HP Indigo 8000 offers full variable data printing, including variable data design via HP Mosaic software. HP Indigo’s version of EP is also curiously well-suited to shrink sleeve printing. Besides printing on thin film, images are thin (according to the vendor, just 3 microns for CMYKW together) and drying occurs on the blanket before transfer to the media. According to HP Indigo, these factors allow images to shrink or stretch without distortion.
Other aspects of the ecosystem around the HP Indigo 6900 also apply to the 8000. Top examples include HP LEP inks (no UV reactive chemistry, thus easier to meet food safety guidelines); HP’s “Print OS”, the company’s cloud-based remote management tool; and a range finishing options from partners, such as AB Graphics International.

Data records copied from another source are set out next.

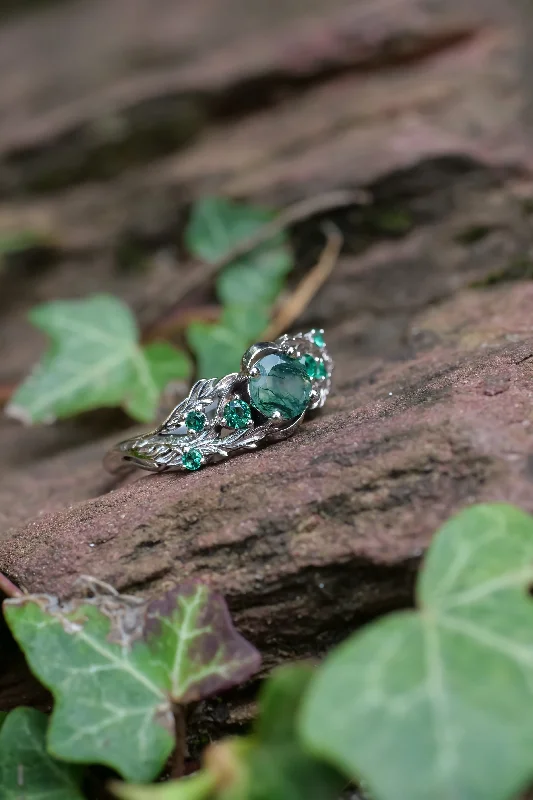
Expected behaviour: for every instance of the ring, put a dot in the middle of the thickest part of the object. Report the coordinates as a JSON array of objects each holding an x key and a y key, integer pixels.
[{"x": 266, "y": 401}]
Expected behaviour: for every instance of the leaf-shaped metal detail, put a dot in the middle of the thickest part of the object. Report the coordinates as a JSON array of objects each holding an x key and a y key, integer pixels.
[
  {"x": 203, "y": 393},
  {"x": 164, "y": 448}
]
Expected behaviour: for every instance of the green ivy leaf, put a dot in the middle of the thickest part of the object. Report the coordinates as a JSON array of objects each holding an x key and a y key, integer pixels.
[
  {"x": 257, "y": 278},
  {"x": 269, "y": 765},
  {"x": 218, "y": 349},
  {"x": 247, "y": 321},
  {"x": 27, "y": 772},
  {"x": 277, "y": 764},
  {"x": 116, "y": 666},
  {"x": 218, "y": 225},
  {"x": 199, "y": 786},
  {"x": 94, "y": 360},
  {"x": 437, "y": 702}
]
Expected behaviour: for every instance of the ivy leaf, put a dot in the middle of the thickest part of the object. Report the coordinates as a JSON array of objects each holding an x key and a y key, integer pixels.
[
  {"x": 94, "y": 360},
  {"x": 255, "y": 279},
  {"x": 271, "y": 764},
  {"x": 216, "y": 227},
  {"x": 116, "y": 666},
  {"x": 219, "y": 348},
  {"x": 437, "y": 702},
  {"x": 247, "y": 321},
  {"x": 277, "y": 764},
  {"x": 27, "y": 772},
  {"x": 199, "y": 786}
]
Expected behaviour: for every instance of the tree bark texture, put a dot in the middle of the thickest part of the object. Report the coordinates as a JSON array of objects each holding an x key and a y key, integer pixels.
[{"x": 428, "y": 314}]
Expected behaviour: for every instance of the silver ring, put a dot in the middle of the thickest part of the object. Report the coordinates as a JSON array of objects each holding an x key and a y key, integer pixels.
[{"x": 279, "y": 383}]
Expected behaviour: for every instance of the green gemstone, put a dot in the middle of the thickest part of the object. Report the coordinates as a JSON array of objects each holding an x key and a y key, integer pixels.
[
  {"x": 195, "y": 421},
  {"x": 192, "y": 459},
  {"x": 321, "y": 370},
  {"x": 309, "y": 364},
  {"x": 237, "y": 414},
  {"x": 282, "y": 385}
]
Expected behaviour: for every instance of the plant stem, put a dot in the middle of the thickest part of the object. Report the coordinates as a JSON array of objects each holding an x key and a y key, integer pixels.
[
  {"x": 177, "y": 769},
  {"x": 8, "y": 587},
  {"x": 308, "y": 287},
  {"x": 204, "y": 273}
]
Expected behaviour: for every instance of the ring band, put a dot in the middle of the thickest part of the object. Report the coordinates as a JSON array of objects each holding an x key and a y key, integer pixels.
[{"x": 266, "y": 401}]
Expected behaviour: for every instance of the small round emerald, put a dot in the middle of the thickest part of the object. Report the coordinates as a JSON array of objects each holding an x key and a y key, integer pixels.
[
  {"x": 321, "y": 370},
  {"x": 309, "y": 364},
  {"x": 195, "y": 421},
  {"x": 192, "y": 459},
  {"x": 237, "y": 414}
]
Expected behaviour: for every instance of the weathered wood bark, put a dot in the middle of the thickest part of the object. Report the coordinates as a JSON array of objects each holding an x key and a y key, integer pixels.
[{"x": 429, "y": 327}]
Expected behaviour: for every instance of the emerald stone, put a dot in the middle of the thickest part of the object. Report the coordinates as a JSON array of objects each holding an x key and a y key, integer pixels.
[
  {"x": 281, "y": 385},
  {"x": 237, "y": 414},
  {"x": 192, "y": 459},
  {"x": 195, "y": 421},
  {"x": 309, "y": 364},
  {"x": 321, "y": 370}
]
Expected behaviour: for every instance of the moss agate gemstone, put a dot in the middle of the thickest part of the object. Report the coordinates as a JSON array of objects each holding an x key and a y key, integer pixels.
[{"x": 282, "y": 385}]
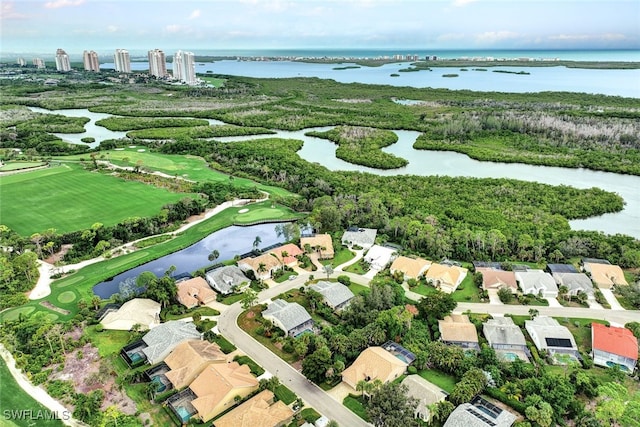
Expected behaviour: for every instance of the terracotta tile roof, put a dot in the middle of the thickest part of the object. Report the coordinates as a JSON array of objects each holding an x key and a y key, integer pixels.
[
  {"x": 260, "y": 410},
  {"x": 189, "y": 359},
  {"x": 457, "y": 328},
  {"x": 217, "y": 386},
  {"x": 605, "y": 275},
  {"x": 292, "y": 252},
  {"x": 374, "y": 363},
  {"x": 495, "y": 279},
  {"x": 619, "y": 341},
  {"x": 409, "y": 266},
  {"x": 319, "y": 241},
  {"x": 141, "y": 311},
  {"x": 194, "y": 291}
]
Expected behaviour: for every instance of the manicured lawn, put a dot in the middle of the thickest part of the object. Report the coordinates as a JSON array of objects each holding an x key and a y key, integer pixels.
[
  {"x": 14, "y": 398},
  {"x": 186, "y": 166},
  {"x": 256, "y": 369},
  {"x": 467, "y": 291},
  {"x": 357, "y": 289},
  {"x": 81, "y": 283},
  {"x": 341, "y": 256},
  {"x": 284, "y": 394},
  {"x": 68, "y": 198},
  {"x": 354, "y": 403},
  {"x": 10, "y": 166},
  {"x": 442, "y": 380}
]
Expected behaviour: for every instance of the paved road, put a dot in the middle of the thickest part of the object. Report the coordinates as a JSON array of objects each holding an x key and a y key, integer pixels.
[
  {"x": 309, "y": 392},
  {"x": 618, "y": 317},
  {"x": 323, "y": 402}
]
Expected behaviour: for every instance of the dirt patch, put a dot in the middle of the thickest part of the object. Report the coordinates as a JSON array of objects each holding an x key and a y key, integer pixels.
[
  {"x": 58, "y": 256},
  {"x": 55, "y": 308},
  {"x": 84, "y": 367}
]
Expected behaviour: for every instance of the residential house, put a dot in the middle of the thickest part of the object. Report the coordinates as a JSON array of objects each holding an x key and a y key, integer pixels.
[
  {"x": 612, "y": 346},
  {"x": 262, "y": 265},
  {"x": 506, "y": 338},
  {"x": 189, "y": 359},
  {"x": 142, "y": 312},
  {"x": 411, "y": 268},
  {"x": 227, "y": 279},
  {"x": 605, "y": 276},
  {"x": 537, "y": 282},
  {"x": 321, "y": 244},
  {"x": 561, "y": 268},
  {"x": 457, "y": 329},
  {"x": 547, "y": 334},
  {"x": 374, "y": 363},
  {"x": 194, "y": 292},
  {"x": 216, "y": 388},
  {"x": 162, "y": 339},
  {"x": 290, "y": 317},
  {"x": 480, "y": 413},
  {"x": 495, "y": 279},
  {"x": 287, "y": 254},
  {"x": 362, "y": 237},
  {"x": 378, "y": 257},
  {"x": 336, "y": 295},
  {"x": 447, "y": 278},
  {"x": 260, "y": 410},
  {"x": 575, "y": 283},
  {"x": 425, "y": 393}
]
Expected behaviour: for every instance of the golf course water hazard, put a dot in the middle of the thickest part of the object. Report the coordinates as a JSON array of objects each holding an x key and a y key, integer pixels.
[{"x": 229, "y": 242}]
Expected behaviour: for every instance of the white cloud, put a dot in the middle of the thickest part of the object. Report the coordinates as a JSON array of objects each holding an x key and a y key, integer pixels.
[
  {"x": 461, "y": 3},
  {"x": 7, "y": 11},
  {"x": 496, "y": 36},
  {"x": 56, "y": 4}
]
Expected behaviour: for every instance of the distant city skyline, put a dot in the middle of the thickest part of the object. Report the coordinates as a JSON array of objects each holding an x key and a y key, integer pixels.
[{"x": 26, "y": 25}]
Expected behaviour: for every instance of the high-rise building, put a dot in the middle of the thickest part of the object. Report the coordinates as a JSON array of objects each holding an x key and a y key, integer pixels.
[
  {"x": 122, "y": 61},
  {"x": 38, "y": 63},
  {"x": 184, "y": 67},
  {"x": 62, "y": 61},
  {"x": 90, "y": 59},
  {"x": 157, "y": 63}
]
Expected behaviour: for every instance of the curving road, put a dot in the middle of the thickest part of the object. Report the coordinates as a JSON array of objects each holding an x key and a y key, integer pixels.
[
  {"x": 313, "y": 395},
  {"x": 323, "y": 402}
]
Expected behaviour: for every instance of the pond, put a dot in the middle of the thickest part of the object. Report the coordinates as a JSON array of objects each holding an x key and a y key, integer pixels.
[{"x": 229, "y": 242}]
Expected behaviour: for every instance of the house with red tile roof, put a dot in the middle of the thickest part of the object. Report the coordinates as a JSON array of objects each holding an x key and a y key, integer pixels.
[{"x": 611, "y": 346}]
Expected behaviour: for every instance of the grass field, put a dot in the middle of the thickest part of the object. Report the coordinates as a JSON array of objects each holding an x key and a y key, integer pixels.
[
  {"x": 14, "y": 398},
  {"x": 81, "y": 282},
  {"x": 10, "y": 166},
  {"x": 189, "y": 167},
  {"x": 69, "y": 198}
]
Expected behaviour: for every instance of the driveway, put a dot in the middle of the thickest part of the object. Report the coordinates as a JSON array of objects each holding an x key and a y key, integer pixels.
[
  {"x": 611, "y": 299},
  {"x": 494, "y": 299}
]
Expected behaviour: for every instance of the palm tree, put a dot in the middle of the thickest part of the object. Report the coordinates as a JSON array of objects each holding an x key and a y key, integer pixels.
[{"x": 214, "y": 255}]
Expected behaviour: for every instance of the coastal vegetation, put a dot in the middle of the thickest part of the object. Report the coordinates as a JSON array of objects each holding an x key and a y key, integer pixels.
[{"x": 361, "y": 146}]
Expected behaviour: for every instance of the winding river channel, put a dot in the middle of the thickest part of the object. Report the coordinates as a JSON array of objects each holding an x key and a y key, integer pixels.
[{"x": 443, "y": 163}]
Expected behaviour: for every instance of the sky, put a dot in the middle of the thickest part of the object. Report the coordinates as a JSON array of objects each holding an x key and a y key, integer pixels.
[{"x": 75, "y": 25}]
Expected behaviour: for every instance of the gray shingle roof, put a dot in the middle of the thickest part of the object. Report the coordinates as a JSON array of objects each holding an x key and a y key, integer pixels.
[
  {"x": 364, "y": 237},
  {"x": 575, "y": 282},
  {"x": 162, "y": 339},
  {"x": 334, "y": 293},
  {"x": 502, "y": 330},
  {"x": 223, "y": 279},
  {"x": 289, "y": 314},
  {"x": 470, "y": 415}
]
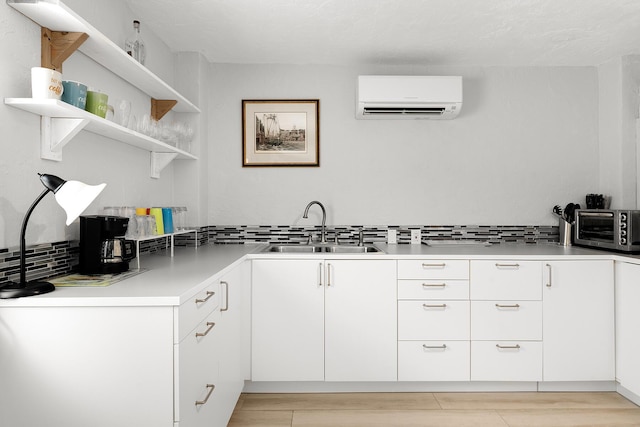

These features and the system’s high productivity have made HP Indigo 8000 successful since its first installations in 2016. It now has many placements worldwide; North America and Europe are the top markets for the system, with smaller placements in Asia Pacific.
Flexo Displacement
Most color digital label and packaging printers operate in tandem with analog presses, complementing them by taking over short runs and allowing flexo and other conventional systems to print the long runs where they are most efficient. While that model holds for most digital label web installations, including those of HP Indigo, HP Indigo 8000 is pushing the role of digital label production upwards.
For the companies that operate it, the Indigo 8000 prints a bigger share of jobs that would normally be printed on flexo webs, such as jobs of 50,000 or more linear feet. While usage will vary by company, country, and other factors, HP Indigo managers estimated in a recent interview that 12 hours of use, 210 days per year would describe a common deployment of the 8000, and that it would yield about 2 million square meters of printed media in a year. They also noted that some installations run the 8000 for two shifts, and that some of these units print 3 million square meters or more annually.
2X the Printers, 3X the Volume
As noted above, HP Indigo 8000 has two 6900s as print engines and thus twice the productivity of one 6900. That said, in discussing the 8000, the HP Indigo managers that we interviewed estimated that actual output is three-times the output of an average HP Indigo 6900. They attribute the extra amount of print to the 8000’s tendency to attract big jobs and have more concentrated use than most 6900s. Meanwhile, they also note that the 8000 does not cost as much as two 6900s, given that the 8000 uses a single digital front end (DFE) and a single in-line priming unit. In the field, the 8000 offers another economy, since it requires just a single operator.
HP Indigo is one of the top companies covered by InfoTrends’ Color Digital Label and Packaging consulting service. Next chance for a good look at HP Indigo and its label webs will be at Labelexpo in Brussels, September 24-27, where HP Indigo will be a big exhibitor.